{
servers {
max_header_size 64KB
protocol {
experimental_http3
}
timeouts {
idle 30s
read_body 30s
read_header 30s
write 30s
}
}
}
(kiss) {
header {
-server
expect-ct "enforce, max-age=9999"
permissions-policy "camera=(), microphone=()"
referrer-policy strict-origin-when-cross-origin
strict-transport-security "max-age=63072000; includesubdomains; preload"

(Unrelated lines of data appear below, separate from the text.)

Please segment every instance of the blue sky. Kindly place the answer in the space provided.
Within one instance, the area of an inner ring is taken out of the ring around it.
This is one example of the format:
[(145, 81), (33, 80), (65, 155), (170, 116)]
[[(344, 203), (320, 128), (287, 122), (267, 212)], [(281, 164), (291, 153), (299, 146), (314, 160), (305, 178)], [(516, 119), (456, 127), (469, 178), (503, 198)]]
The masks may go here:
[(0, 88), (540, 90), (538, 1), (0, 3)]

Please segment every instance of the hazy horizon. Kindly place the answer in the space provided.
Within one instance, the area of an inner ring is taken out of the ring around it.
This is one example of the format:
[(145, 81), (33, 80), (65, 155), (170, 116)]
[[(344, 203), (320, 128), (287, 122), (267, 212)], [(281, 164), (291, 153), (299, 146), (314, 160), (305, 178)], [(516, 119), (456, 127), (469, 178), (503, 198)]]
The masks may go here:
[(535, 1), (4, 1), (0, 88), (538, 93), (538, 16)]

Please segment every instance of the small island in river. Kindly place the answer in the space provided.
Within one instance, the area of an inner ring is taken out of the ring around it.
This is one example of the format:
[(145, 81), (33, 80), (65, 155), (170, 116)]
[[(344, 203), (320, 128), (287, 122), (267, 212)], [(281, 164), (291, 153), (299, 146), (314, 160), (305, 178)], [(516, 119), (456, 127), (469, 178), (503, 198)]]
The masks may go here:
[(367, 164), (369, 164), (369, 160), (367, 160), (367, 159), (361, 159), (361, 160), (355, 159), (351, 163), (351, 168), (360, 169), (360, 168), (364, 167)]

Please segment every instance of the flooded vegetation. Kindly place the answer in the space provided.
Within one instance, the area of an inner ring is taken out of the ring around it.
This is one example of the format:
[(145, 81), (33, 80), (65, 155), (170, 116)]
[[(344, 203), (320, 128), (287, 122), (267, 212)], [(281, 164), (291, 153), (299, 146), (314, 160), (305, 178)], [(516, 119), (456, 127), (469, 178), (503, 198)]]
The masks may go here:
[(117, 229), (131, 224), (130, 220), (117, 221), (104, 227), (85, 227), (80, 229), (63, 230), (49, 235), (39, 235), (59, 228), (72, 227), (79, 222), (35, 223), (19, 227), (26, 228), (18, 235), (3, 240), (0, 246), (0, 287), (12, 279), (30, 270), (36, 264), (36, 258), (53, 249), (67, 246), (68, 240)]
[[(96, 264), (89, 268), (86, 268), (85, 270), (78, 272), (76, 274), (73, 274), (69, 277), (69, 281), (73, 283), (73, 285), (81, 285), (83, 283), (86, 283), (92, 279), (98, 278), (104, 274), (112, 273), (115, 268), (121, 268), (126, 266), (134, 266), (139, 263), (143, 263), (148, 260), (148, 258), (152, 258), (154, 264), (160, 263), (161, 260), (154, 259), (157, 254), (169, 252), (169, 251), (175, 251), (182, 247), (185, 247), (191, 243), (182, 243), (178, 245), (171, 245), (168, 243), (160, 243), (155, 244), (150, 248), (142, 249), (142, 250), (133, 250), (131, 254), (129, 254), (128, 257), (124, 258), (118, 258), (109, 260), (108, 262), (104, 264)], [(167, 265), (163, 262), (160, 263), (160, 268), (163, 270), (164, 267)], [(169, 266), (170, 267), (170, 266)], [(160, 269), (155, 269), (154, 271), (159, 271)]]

x-content-type-options nosniff
x-frame-options deny
x-xss-protection "1; mode=block"
}
}
(main) {
@end_slash path_regexp xx (.+)/$
@live_server not path /file_server/*
file_server
handle_errors {
file_server
header content-security-policy "base-uri 'none'; default-src 'self'; form-action 'none'; frame-ancestors 'none'; frame-src 'none'; object-src 'none'; script-src 'sha256-●●●●●'; style-src 'sha256-●●●●●'"
import kiss
rewrite * /file_server/maintenance.v1.html
}
import kiss
redir @end_slash {http.regexp.xx.1} 308
root * /etc/caddy
}
mywebsite.com {
import kiss
redir https://www.mywebsite.com{uri} 308
}
pig.mywebsite.com {
@unauthorized not header ●●●●● ●●●●●
import main
respond @unauthorized "The request is understood but has been refused by the proxy server." 403
reverse_proxy @live_server 10.10.1.3:8080
}
www.mywebsite.com {
import main
reverse_proxy @live_server 10.10.1.9:8080
}
3. The problem I’m having:
I would like to redirect all TLS 1.1 and earlier requests to an error page, so that the user gets some feedback as to why he / she cannot access my website. Is this at all possible with Caddy?
4. Error messages and/or full log output:
n/a
5. What I already tried:
I could not find any relevant information.
6. Links to relevant resources:
Perhaps not very helpful, but an old example using nginx is described in this stackoverflow post:
Caddy v2 doesn’t actually support TLS 1.1 or below, meaning the TLS handshake will never complete. If the handshake doesn’t complete successfully, the browser will always display an error. So what you want to do isn’t possible with Caddy. Your users simply need to upgrade to newer clients that support secure protocols.
While this is correct, I want to clarify that Caddy can do this, but you’d have to manually patch in support for TLS 1.1:
A one-line change would make it possible. I don’t recommend this, but in your case if you give a helpful error message on TLS 1.1 then I suppose I won’t judge.
Indeed users need to upgrade. It’s just that, in my case, the average user is a 60 years old male, he uses the internet to do specific things, and our competitors’ websites don’t care about internet security. I therefore fear that our website might be marked dysfunctional, vis-à-vis our permissive (hence operational) competitors, long before the inevitable browser upgrade.
Mine is a bit of an edge case, I know. But I would be thrilled if, one day, Caddy supported this functionality out of the box. It would enable people like me, for example, to discontinue TLS 1.2 support early, instead of having to wait for everyone else to do it first.
That would be a security regression, so the chances of Caddy changing to re-add TLS 1.1 support is close to zero.
Like Matt said, your best bet is to make a custom build of Caddy that enables it. The good news is that building Caddy is very easy since it’s written in Go.
I do not expect TLS 1.1 support to be re-added. My hope was that there might be room for a middle tier between supported and unsupported protocols (say deprecated protocols), of which TLS 1.2 will eventually become the first member. A simple matcher (say tls_deprecated) could then be used to redirect requests (to an informative error page). As I said, this would be a security enhancement, as it would enable Caddy users to discontinue TLS 1.2 support sooner rather than later.